La parola artigianale che fa lievitare i prezzi
Il successo delle birre artigianali e ora degli artisan wine ma non tutte le bionde sono come sembrano e la categoria dei vini artigianali in realtà non esiste
Donatella Cinelli Colombini Brunello Casato Prime Donne
Alcune bionde industriali sembrano artigianali poi ci sono colossi della birra che comprano le craft beer. Infine gli artisan wine e la moda del piccolo e diverso innescata dai clienti millennials. Che confusione!
Ma tutte le craft beer sono davvero fatte a mano in piccoli laboratori? Le prime avvisaglie di un pastrocchio ci sono. Ed ecco che persino il colosso irlandese Guinness sta valutando la produzione di lattine “per divertirsi un po” e nelle carte delle birre proposte da pizzerie o dai pub si nota una crescente confusione fra le
vere microproduzioni d’eccellenza e le linee particolari all’interno delle produzioni industriali.

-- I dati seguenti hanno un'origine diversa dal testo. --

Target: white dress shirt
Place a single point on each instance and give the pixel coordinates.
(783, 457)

Succede proprio come con i souvenir tarocchi di cui sono piene le bancarelle e i negozi delle zone turistiche: sono fatti in fabbrica o addirittura all’estero ma assomigliano agli oggetti di artigianato locale per cui vengono acquistati dal turista inconsapevole e desideroso di contenere le spese. Una concorrenza che fa chiudere le botteghe dei veri artigiani alle prese con i prezzi delle materie prime e della manodopera nostrana.
Nel caso della bionda non si tratta di finte birre artigianali ma piuttosto dell’industrializzazione di ex artigiani; c’è una vera corsa dei colossi all’acquisizione delle craft beer.